His shapeless nose was washed away, his cheekbones melted and flowed away, as did his raw red ears and the pimples on his stubbly chin—his chin itself melted away like a piece of waterlogged soap. Faster and faster the tears welled up over his chapped knuckles, until they were a rivulet—a torrent—a waterfall which splashed down his barrel chest, cascaded over his feet, and rushed off into an unimaginable outer darkness, cleansing the god in him of the reek of dead fish and stale wine, of all the filth he had accumulated during his long sojourn in the city. So much water was needed to achieve this that it rose round Ashlyme’s ankles in a black stream, full of dangerous eddies and bearing a burden of small objects washed from the god’s pockets. Ashlyme bent down and dropped his knife into the stream. It was swallowed up, and he never saw it again. He dabbled his bloody hand until it was clean. At last everything earthly was washed away or else irretrievably changed. Gog Barley’s filthy coat and boots were washed away on the flood: and when all was done, it could be seen that he had renewed himself completely.

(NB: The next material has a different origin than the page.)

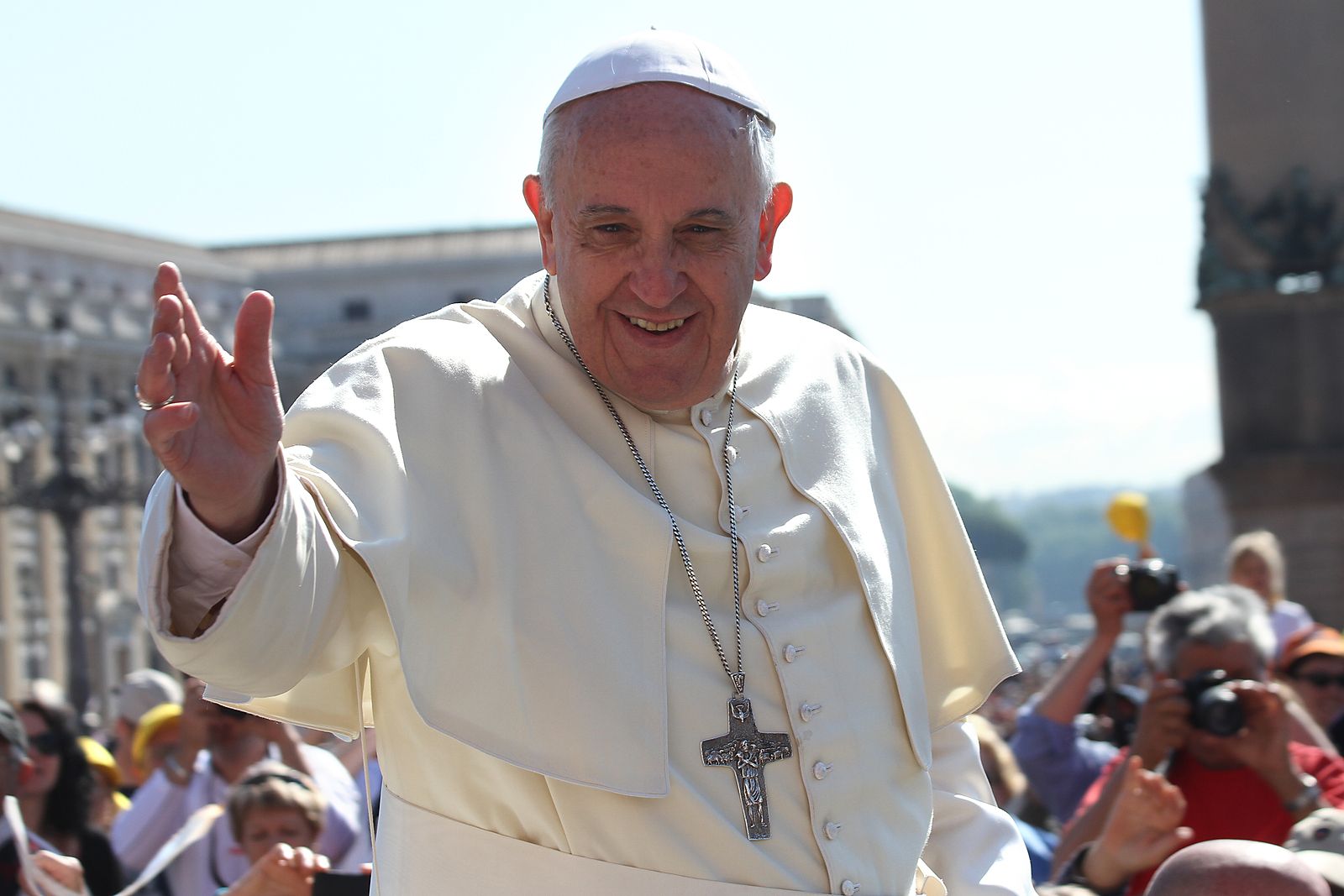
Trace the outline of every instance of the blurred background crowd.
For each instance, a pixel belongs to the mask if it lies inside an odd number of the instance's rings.
[[[1126,500],[1129,523],[1124,501],[1111,523],[1144,535]],[[985,795],[1021,830],[1039,892],[1344,892],[1344,635],[1289,599],[1270,532],[1234,539],[1224,582],[1199,590],[1136,547],[1078,571],[1086,635],[1038,643],[1050,658],[972,717]],[[160,896],[367,892],[372,733],[345,743],[203,692],[137,669],[95,727],[47,680],[0,703],[4,793],[43,873],[94,896],[146,869]],[[0,896],[36,892],[12,833]]]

He was taller. His limbs, as pliable as wax under the force of his own tears, had lengthened and taken on more-noble proportions. His hair had grown until it fell about his shoulders like a true god’s, framing a face which had become slender, hawk-nosed, and finely wrought, a face full of power and humility, blessed with remote, compassionate, and faintly amused eyes.
But long before this transfiguration had completed itself, Ashlyme had shrugged and turned his back on it. What had the suffering of a god to do with him? He waded the little stream, which was gurgling into the Low City, and went out through the iron gate into the Artists’ Quarter.
When he looked back he could see nothing but darkness on the Gabelline Stairs, and above that only cold flickering blue flames, as if the whole of Mynned had now been set on fire by the plague police in some grand final act of despair.
A little later he saw that his boots were quite dry. With a groan he remembered Audsley King.
He began to run.
The hour before dawn found him in the studio above the Rue Serpolet.
A cold air spilled into it as he pushed aside the curtain at the end of the little passage. He saw straight away that it had not changed. There was the fauteuil, with its disordered green chenille cover and piles of brocade cushions. There were the windowsill pots, full of geraniums in hard brown earth, or small bunches of cut anemones and sol d’or. There were the silent easels, some draped, the used and unused canvases stacked against the walls, the bare grey floorboards which gave off into the still, enervated air a faint odour of dust, turpentine, geraniums, old flower water.
Paulinus Rack sat there on the floor in his overcoat. How he had found his way there Ashlyme didn’t know. His face was slack and haggard, his hands were dirty; his eyes had a bruised look. Spread out in front of him tentatively, as if he hoped to read something from them, he had two or three unfinished charcoal sketches. Ashlyme could make nothing of them: they were all lines, lines going this way and that. Cradled between Rack’s thighs like a sick child, and also facing the sketches, sat Audsley King. Rack’s arms were wrapped round her hollow chest to comfort her; his head rested on her shoulder as though he had just that moment stopped whispering to her.